Other states—primarily conservative states in the central portion of the country—had joined Washington in submitting briefs for the Court’s review. Their interest was the establishment of a limiting principle to consider future and additional treaty claims that might require the rollback of commerce or infrastructure—“a catch-all environmental statute that will regulate every significant activity in the Northwest,” the state’s Solicitor General Noah Purcell argued in front of justices. They didn’t get it; and Washington was reluctant in its arguments to even try to quantify impacts to salmon and habitat.

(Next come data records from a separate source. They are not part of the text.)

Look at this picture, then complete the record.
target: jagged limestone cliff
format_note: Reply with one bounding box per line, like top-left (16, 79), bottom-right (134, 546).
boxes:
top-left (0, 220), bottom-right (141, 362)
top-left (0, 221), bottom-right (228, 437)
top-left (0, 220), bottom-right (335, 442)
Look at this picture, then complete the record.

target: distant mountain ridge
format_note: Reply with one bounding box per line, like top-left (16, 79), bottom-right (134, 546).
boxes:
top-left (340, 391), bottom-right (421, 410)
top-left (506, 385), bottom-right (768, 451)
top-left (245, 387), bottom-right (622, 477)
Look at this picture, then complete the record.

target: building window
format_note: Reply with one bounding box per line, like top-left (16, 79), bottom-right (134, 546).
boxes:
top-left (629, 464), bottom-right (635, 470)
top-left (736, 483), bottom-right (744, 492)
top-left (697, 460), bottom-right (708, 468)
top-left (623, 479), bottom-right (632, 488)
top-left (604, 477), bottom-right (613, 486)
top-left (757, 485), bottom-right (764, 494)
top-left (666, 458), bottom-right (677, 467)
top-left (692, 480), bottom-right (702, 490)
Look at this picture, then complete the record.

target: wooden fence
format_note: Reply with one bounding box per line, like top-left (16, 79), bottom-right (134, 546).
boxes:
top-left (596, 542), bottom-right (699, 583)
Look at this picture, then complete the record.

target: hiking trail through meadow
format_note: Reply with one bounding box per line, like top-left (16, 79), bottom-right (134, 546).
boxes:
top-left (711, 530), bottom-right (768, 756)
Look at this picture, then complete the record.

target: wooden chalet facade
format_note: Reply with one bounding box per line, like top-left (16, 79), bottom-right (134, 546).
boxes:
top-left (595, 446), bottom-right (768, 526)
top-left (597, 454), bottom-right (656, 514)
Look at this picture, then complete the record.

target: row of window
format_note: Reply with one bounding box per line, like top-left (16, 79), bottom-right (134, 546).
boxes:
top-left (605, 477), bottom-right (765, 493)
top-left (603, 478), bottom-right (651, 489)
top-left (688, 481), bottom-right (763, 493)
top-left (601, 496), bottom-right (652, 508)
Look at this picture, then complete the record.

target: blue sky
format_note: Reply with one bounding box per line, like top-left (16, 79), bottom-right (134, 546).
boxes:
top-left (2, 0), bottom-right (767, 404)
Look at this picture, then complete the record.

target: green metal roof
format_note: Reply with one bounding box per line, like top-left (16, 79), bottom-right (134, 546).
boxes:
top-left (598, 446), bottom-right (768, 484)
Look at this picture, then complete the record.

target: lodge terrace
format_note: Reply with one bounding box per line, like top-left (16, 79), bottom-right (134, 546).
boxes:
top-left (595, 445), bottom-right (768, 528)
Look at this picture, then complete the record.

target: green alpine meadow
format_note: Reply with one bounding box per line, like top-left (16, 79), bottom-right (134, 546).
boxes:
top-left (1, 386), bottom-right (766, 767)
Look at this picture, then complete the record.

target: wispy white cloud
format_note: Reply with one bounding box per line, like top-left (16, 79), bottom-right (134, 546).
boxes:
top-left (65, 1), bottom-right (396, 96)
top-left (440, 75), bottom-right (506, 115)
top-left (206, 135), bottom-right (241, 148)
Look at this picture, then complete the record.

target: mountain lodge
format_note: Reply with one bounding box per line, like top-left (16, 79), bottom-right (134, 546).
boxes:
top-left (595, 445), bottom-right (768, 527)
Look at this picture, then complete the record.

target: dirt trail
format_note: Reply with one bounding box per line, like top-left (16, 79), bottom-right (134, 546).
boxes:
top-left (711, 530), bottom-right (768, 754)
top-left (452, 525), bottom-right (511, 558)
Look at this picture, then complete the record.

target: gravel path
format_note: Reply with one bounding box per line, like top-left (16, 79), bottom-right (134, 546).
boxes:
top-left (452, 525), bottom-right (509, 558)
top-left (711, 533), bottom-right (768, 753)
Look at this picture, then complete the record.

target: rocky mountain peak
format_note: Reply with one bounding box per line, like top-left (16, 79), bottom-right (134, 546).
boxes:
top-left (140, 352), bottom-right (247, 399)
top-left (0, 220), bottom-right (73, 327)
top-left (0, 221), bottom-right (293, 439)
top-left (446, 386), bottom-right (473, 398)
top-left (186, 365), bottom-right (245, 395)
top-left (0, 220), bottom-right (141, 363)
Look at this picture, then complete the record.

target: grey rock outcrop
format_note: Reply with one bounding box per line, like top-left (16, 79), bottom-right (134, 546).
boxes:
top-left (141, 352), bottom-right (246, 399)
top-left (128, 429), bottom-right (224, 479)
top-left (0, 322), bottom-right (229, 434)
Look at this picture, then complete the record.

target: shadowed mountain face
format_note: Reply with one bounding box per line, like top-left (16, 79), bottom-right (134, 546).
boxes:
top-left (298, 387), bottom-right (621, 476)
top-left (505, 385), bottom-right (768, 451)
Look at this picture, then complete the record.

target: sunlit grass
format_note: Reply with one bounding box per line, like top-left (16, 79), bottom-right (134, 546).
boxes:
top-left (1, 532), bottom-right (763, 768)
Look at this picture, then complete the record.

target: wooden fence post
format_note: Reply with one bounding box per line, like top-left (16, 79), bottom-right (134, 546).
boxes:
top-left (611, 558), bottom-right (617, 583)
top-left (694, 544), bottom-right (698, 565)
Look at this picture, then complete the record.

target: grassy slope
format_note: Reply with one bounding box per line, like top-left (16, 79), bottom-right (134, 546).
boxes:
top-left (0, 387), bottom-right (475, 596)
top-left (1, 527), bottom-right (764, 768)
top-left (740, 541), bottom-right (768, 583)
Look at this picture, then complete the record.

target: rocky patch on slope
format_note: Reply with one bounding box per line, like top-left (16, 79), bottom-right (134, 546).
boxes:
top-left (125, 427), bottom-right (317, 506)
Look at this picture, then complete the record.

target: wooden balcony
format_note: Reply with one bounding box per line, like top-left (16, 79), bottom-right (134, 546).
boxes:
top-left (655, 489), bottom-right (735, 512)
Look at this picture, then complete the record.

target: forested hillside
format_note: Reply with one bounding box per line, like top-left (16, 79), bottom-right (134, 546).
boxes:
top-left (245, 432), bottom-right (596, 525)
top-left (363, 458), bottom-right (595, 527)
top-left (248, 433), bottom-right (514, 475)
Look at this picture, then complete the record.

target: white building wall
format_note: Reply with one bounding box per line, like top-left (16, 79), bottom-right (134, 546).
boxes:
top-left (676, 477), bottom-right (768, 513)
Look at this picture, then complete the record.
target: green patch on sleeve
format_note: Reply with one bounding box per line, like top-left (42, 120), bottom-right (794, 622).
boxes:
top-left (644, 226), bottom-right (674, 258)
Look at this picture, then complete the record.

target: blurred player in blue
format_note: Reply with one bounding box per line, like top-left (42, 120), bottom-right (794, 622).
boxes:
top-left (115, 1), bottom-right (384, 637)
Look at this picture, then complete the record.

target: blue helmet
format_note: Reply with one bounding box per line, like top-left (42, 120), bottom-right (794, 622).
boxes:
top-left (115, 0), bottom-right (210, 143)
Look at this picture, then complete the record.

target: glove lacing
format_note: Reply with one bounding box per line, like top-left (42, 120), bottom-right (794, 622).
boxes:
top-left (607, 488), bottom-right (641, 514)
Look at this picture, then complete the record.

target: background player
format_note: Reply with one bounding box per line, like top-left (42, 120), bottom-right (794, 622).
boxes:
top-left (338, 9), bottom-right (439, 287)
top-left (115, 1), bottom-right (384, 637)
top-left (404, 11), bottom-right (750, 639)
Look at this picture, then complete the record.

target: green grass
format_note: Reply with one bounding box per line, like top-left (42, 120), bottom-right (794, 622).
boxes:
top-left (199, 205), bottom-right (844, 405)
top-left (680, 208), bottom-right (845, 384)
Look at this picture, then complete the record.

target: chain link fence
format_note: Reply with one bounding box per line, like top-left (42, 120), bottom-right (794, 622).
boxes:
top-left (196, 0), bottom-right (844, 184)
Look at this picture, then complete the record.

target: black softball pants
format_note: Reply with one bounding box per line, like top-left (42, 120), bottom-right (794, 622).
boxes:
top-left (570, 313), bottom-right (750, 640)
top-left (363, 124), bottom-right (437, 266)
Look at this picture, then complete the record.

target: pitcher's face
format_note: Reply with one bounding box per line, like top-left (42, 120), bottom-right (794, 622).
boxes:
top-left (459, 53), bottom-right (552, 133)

“For a case in which the briefing raised potentially far-reaching questions about treaty interpretation, federalism and equitable remedies, this oral argument was remarkably in the weeds,” Seifter observed. “Both sides spent significant energy parsing the district court injunction that is under review and debating its accuracy—but as Justice Stephen Breyer and others pointed out during the argument, the Supreme Court is unlikely to devote its opinion to correcting factual findings.”
“We believe the Supreme Court’s decision to uphold the lower court’s ruling will lead to a healthier community and Salish Sea,” Julius affirmed. “We hope this begins a new era of policy that better protects our critical natural resources and that the State of Washington commits to being a true partner with tribes in managing our natural resources.”
Washington’s Commissioner of Public Lands Hilary Franz agreed.
“Protecting salmon is an issue not just of importance to Washington’s tribes, but to all of us,” she said. “It is time to stop fighting over who should do what. Instead, let us roll up our sleeves, stand shoulder to shoulder, and get to work saving our Pacific salmon for future generations. It’s time to do the right thing.”